Wednesday, September 2, 2015

Are We Running Out of Room on the Planet?

It is not a good visual. No one who has ever traveled can readily absorb the idea that there are more humans than the planet can handle. There just seems to be so much space out there, right? The problem, of course, is that most of the planet is not fit for human habitation, and we are, indeed, using almost all of the useful land to sustain ourselves.

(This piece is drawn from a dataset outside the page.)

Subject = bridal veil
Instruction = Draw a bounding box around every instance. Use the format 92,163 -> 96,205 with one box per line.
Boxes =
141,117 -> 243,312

This is the idea behind the ecological footprint and it is the subject of two different stories in today's news.

From BBCNews comes the story with the exact title of "Is the World Running Out of Space?" This is a good overview of population growth with quotes from a lot of familiar people.
“Virtually all population growth between now and the end of the century will be in cities,” says Joel Cohen, head of the Laboratory of Populations at Rockefeller University and Columbia University, and author of a book called How many people can the Earth support? “It boils down to more than one million additional people living in cities every five to six days from now until 2100.”
“People can live at much higher population densities – it is possible,” says John Wilmoth, director of the Population Division of the United Nations. “As someone who lives in Manhattan, I have to say that it’s not awful.”
“The Africa projections are really scary,” says John Bongaarts, vice president and distinguished scholar at the Population Council, a non-profit research organisation based in New York City. “A large proportion will end up in urban slums, which is not a recipe for happy living.”
“I’d say there’s no threat of the world’s rainforests all being taken over by cities,” says Karen Seto, a professor of geography and urbanisation at Yale University. “The bigger threat is the indirect impact of urbanisation on those landscapes.” Indeed, cities require wood for creating buildings and furniture, agricultural land for growing food, space to dispose of tonnes of rubbish produced on a daily basis – and much more.
Karen Seto's concern is echoed by a new report from Negative Population Growth on the replacement of good agricultural land in the US by the spread of cities out into the countryside.
Part of the reason that growth is unsustainable is because it is devouring the land it needs to feed itself, sawing off the limb it stands on. Eventually that limb will snap. But we’re smarter than that – one hopes.
Even if you don't feel very crowded where you are, rest assured that the increasing number of us--all clamoring for a higher standard of living--is crowding the planet.